The impact of low credit scores on home equity loans
A low credit score can hurt your chances of getting approved for many types of loans, including personal loans and auto loans. Having tarnished credit could also pose challenges when applying for a home equity loan. But even if you’re approved for a home equity loan, a low credit score means potentially facing higher interest and monthly payments.
For instance, a borrower with a credit score between 620 and 639 would pay an average interest rate of 11.92 percent for a 15-year fixed home equity loan of $50,000. That’s more than double the interest rate of a borrower with a top-tier credit rating, according to FICO data. Someone with a poor credit score will pay almost $200 more each month for the same size loan. See the chart below.
Interest rates and payments for a 15-year, $50,000 home equity loan:
|FICO Score Range||
|740 – 850||
|720 – 739||
|700 – 719||
|670 – 699||
|640 – 669||
|620 – 639||
Home equity loan alternatives if you have bad credit
Not having great credit might mean not qualifying for a home equity loan. But you have other options to consider as well.
Just as lender requirements vary for home equity loans, the same applies to personal loans. A bad credit score may get you denied, but some lenders have options for low-score borrowers. You just have to look for them.
Personal loans usually have faster repayment terms, usually up to five or seven years. This means that your monthly payments could be higher than a home equity loan. Some lenders allow loans up to $100,000, which is comparable to a home equity loan. But many lenders cap their amounts at half that or less. This could impact which lender you choose.

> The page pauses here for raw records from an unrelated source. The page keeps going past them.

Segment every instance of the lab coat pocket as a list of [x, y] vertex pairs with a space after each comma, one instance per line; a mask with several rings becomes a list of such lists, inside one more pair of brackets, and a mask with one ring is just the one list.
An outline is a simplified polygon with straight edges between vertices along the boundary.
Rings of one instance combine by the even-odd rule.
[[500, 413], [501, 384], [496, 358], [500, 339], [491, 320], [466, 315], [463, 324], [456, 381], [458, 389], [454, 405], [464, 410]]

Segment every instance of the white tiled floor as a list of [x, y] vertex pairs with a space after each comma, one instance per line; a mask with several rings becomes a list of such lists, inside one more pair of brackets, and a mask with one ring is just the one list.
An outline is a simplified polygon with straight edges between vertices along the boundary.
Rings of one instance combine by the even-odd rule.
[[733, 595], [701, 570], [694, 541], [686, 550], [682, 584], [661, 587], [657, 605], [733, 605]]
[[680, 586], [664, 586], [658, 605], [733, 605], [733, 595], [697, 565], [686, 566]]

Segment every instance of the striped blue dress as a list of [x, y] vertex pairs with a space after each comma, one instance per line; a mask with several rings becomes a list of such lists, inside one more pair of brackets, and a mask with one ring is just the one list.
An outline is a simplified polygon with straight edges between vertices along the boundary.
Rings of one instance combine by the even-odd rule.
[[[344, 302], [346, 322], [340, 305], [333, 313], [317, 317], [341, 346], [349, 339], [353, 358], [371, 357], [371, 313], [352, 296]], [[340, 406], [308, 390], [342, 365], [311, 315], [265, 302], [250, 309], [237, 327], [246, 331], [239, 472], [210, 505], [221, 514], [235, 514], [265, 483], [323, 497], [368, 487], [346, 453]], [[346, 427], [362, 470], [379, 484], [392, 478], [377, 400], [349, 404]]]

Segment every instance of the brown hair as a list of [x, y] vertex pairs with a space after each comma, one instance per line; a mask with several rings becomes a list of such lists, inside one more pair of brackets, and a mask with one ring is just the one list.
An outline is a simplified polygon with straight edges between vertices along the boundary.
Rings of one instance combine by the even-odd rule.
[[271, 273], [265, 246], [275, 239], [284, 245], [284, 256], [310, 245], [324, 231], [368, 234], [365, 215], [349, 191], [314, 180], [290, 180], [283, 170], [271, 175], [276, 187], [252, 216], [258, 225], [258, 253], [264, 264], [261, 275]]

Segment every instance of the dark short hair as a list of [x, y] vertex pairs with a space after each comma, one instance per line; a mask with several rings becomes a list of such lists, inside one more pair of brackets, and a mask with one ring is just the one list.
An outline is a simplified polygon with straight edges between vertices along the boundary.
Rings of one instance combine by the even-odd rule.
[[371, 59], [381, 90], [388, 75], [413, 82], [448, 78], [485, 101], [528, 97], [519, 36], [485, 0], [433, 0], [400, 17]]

Because personal loans are unsecured, you’ll need a good credit score to qualify. There are personal loans available if you have bad credit, but your interest rate will be much higher compared with a home equity loan.
With a cash-out refinance, you pay off your existing mortgage with a new, larger loan, and you receive the difference in cash. Like other home equity products, many lenders require you to have at least 20 percent equity in your home for a cash-out refinance.
Unless you can get an equal or lower interest rate, a cash-out refinance might not be the best move. You’ll pay more in interest over the life of the loan, which could be 15 to 30 years. Don’t forget that refinancing a mortgage comes with lender fees and closing costs, too.
Work on boosting your credit
To increase your chances of getting approved, work on improving your credit and reducing your debt relative to your income.
- Check your credit report to see if there are any errors, like lines of credit you didn’t open or other issues, like overdue payments..
- Pay bills on time every month. At the very least, make the minimum payment. But try your best to pay the balance off completely.
- Don’t close credit cards after you pay them off — either leave them alone or have a small, recurring payment on there that you can pay off every month. Closing cards reduces your credit utilization and can cause your credit score to dip.
- Don’t max out or open new credit cards. Maxing out your cards gives you a high credit utilization rate, making you look like an irresponsible credit user.
- Pay down existing credit card debt to stay below the recommended 30 percent utilization rate.
Fixing your credit won’t happen overnight. It takes discipline and time. But the rewards — boosting your creditworthiness and gaining financial freedom — are worth it.